Pandora's Star by Peter Hamilton Rothdas book review RSS
2.0 Stars

An unfortunate and bloated book. I ended up Benjamin Buttoning this novel. The first part of the novel was boring and dumb (e.g. the sci-fi author failed to fully engage with how his technology would change life, e.g. we still have cars and car dealerships and money in 2400 AD, also he was throwing shade at socialism/any attempt at a non-barbaric society), so I skipped to the end of this 1000 page novel to see how things turned out. And the ending was kind of interesting? So then I reverse-skimmed the thing. And after reverse skimming I can say that the basic problem with the novel is that 2/3's of it is terrible. It involves not fully thinking about how science would change life, dumb characters, and dumb plotlines that go absolutely nowhere. One small example of this would be a visit to a far away colony where some of the inhabitants are waging a guerrilla war against an ethically ambiguous Federation Science outpost there. And the story goes deep into the Scottish-themed clans waging this war, and their techno-equivalents of old medieval weapons, and their buxom Scottish lassies, and it all has this choking air of RenFair about it. And that's like, a 50 page excerpt? And there's plenty more dumb excursions like this, e.g. an interminable police procedural, and an interminable overland hiking trip. I skipped these whenever they came up (they came up a lot) as they did not appear to actually impact or add to the main plot and were certainly not enjoyable to read.
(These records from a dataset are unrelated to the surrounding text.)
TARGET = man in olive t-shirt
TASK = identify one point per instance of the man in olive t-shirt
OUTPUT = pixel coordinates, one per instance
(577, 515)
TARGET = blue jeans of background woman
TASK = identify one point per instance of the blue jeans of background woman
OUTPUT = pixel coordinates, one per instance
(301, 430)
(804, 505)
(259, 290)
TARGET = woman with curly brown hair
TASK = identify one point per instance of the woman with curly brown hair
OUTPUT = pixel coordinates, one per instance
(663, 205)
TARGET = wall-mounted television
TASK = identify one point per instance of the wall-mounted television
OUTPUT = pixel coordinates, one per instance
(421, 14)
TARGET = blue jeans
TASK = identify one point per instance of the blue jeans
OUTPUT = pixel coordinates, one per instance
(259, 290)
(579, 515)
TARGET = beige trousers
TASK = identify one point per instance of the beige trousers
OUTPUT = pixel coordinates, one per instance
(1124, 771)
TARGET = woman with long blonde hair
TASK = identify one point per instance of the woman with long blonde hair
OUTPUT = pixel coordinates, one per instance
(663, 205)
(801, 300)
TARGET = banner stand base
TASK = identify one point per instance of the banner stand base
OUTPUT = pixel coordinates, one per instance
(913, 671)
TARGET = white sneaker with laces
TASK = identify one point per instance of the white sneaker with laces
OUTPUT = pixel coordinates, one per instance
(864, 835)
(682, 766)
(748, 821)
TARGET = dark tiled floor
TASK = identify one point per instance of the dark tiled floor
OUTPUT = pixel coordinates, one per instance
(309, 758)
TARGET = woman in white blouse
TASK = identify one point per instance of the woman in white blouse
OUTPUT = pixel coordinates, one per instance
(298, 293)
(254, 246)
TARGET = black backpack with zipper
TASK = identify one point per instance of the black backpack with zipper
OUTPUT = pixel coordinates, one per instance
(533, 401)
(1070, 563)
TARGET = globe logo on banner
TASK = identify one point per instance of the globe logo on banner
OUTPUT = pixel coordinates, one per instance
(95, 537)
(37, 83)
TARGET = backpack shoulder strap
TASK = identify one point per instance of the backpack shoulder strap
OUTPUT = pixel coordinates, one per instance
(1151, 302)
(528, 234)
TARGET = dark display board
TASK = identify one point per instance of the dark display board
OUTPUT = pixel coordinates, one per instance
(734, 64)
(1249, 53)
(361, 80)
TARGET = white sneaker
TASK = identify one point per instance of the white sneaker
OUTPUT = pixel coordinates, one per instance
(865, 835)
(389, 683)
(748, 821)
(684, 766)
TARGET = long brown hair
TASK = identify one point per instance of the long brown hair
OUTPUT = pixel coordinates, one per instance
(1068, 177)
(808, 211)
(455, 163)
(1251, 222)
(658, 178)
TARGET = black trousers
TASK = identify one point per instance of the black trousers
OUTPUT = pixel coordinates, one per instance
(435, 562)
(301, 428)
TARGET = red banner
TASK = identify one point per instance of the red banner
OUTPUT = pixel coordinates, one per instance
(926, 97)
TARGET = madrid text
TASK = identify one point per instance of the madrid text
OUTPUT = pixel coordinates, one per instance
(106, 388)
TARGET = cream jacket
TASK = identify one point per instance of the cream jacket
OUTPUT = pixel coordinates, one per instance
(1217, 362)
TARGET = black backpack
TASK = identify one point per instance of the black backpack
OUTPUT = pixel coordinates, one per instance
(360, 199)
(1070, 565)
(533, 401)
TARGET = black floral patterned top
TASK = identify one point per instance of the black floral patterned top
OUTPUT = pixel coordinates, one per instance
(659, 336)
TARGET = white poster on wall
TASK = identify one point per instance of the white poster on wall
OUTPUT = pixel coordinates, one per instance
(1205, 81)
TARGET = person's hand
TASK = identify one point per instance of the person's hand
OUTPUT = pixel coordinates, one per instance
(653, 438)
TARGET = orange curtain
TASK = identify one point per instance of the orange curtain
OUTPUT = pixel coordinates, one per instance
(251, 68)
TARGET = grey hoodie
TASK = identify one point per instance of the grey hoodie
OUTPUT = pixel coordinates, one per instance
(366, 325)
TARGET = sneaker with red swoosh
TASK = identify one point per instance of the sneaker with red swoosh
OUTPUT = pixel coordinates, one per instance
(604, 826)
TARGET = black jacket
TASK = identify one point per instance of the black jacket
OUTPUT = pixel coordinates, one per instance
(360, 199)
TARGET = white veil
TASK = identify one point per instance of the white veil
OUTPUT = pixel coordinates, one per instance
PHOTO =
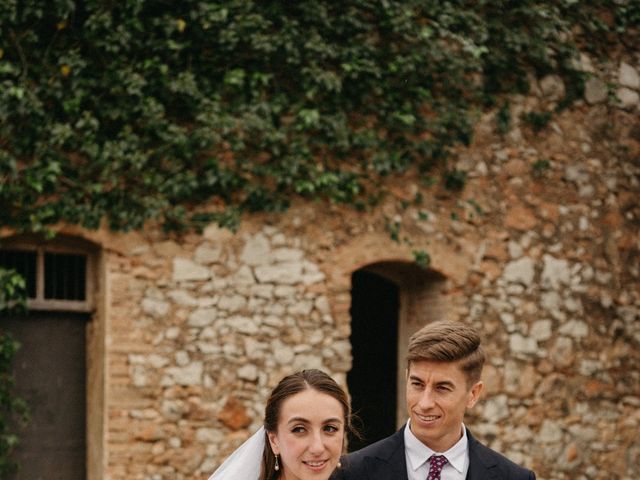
(245, 462)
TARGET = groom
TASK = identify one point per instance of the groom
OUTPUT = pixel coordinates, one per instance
(445, 361)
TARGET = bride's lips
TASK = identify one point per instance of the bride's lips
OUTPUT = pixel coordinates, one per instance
(315, 465)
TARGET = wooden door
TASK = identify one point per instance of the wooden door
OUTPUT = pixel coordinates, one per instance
(50, 374)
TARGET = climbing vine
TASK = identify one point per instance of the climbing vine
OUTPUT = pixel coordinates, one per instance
(195, 111)
(12, 409)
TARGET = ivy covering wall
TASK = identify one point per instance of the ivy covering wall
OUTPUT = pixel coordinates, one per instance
(144, 109)
(195, 111)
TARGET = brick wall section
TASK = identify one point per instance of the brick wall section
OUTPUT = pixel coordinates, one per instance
(541, 252)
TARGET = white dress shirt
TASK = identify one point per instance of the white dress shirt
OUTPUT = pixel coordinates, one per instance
(417, 454)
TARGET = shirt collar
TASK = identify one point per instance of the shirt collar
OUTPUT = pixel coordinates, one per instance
(418, 453)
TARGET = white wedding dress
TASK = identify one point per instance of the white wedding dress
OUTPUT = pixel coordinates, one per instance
(245, 462)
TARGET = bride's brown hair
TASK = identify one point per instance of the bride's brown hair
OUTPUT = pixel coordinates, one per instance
(288, 386)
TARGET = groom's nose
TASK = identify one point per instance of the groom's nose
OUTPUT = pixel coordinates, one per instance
(426, 399)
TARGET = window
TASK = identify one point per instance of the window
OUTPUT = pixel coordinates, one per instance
(57, 277)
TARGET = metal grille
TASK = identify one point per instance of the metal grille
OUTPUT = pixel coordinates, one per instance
(64, 276)
(24, 263)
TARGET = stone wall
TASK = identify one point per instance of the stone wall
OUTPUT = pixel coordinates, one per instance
(541, 252)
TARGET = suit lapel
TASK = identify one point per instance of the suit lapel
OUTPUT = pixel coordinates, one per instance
(481, 466)
(391, 463)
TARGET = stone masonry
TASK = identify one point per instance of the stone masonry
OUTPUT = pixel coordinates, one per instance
(541, 252)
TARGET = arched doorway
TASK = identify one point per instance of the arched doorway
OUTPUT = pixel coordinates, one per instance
(389, 302)
(374, 339)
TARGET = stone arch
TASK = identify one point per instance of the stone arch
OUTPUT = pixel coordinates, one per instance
(88, 310)
(424, 294)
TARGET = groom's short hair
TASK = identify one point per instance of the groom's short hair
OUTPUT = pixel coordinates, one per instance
(448, 341)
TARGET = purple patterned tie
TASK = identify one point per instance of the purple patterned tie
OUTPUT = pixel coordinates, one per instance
(436, 462)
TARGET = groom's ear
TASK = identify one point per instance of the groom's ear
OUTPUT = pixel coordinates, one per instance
(273, 441)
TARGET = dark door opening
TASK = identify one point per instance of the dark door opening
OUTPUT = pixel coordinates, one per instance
(50, 374)
(372, 380)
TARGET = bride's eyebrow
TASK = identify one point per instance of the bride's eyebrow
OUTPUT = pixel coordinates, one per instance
(298, 420)
(306, 421)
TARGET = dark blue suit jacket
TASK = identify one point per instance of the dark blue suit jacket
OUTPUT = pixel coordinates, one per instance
(386, 460)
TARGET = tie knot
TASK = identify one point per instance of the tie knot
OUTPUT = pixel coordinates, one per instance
(436, 463)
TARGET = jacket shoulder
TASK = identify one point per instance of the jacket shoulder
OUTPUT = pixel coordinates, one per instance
(489, 458)
(354, 464)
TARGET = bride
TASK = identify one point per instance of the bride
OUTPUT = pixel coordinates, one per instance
(305, 421)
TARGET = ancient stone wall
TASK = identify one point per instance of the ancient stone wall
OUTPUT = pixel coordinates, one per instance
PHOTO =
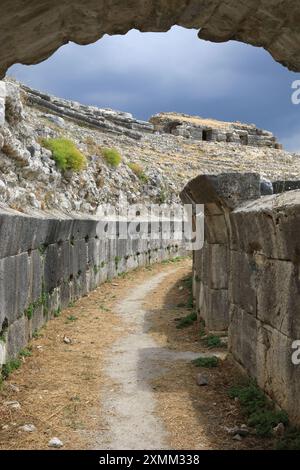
(46, 262)
(210, 130)
(246, 278)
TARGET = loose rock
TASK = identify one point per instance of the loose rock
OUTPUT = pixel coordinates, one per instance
(202, 380)
(28, 428)
(55, 443)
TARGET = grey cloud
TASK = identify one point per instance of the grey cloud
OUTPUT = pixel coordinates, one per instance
(151, 72)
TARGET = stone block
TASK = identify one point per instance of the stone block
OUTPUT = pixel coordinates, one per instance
(278, 297)
(215, 229)
(243, 281)
(218, 259)
(243, 334)
(17, 337)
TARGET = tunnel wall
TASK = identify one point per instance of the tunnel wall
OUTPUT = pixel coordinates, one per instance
(46, 262)
(256, 260)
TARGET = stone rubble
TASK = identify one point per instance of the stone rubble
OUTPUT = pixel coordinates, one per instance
(55, 443)
(30, 180)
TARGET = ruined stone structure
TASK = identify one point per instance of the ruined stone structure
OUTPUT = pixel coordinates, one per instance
(121, 123)
(210, 130)
(46, 262)
(246, 277)
(40, 28)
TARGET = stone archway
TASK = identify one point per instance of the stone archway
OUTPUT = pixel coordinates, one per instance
(40, 28)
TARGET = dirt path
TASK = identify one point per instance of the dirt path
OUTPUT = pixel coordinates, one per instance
(136, 360)
(125, 380)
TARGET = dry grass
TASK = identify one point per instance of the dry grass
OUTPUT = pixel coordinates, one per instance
(202, 121)
(60, 383)
(194, 416)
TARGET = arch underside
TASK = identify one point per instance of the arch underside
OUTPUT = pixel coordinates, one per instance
(31, 31)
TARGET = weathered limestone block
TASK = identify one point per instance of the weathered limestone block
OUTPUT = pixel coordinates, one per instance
(218, 266)
(242, 336)
(215, 228)
(214, 308)
(278, 296)
(17, 337)
(2, 102)
(225, 190)
(243, 281)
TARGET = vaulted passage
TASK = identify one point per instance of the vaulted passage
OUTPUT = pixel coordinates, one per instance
(40, 28)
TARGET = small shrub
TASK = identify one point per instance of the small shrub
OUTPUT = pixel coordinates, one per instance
(29, 311)
(10, 367)
(71, 318)
(208, 362)
(112, 157)
(202, 328)
(290, 441)
(187, 321)
(25, 353)
(57, 312)
(66, 154)
(259, 410)
(138, 171)
(213, 341)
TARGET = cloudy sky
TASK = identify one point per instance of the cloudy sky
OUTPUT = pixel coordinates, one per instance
(175, 71)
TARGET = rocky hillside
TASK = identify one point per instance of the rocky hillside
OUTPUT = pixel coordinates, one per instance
(154, 166)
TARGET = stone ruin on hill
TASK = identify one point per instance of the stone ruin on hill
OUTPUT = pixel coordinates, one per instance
(210, 130)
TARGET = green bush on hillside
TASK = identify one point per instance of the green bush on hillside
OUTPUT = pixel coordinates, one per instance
(138, 171)
(112, 157)
(66, 154)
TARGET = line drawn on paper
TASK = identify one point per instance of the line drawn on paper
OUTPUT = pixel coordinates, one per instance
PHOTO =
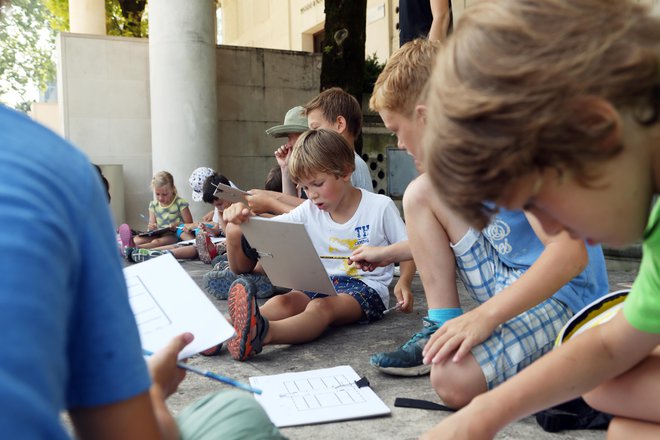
(149, 315)
(321, 392)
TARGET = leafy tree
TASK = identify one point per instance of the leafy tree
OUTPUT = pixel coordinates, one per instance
(26, 61)
(342, 62)
(122, 17)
In fairness, there is 1/3 of the novel which is decent-to-good. This 1/3 is the part of the novel that involves space, aliens, and first contact logic. I liked many of the alien races the author created, and how they have their own alien motivations and tech paths and history and way of thinking. In particular I appreciated how so many of the aliens are these just singular things or societies that are not trying to expand or paint the map in their color. Many of them are significantly older than humanity, and so there are questions about their true history and past interactions with each other and their relations to the super-structures that litter the book. Anyway, I've read the reviews for the sequel to this book, and apparently the author takes his bloviation to an even higher level in the sequel. It is a shame; there is a decent 500 page novel struggling to work its way out of this 2000 page series.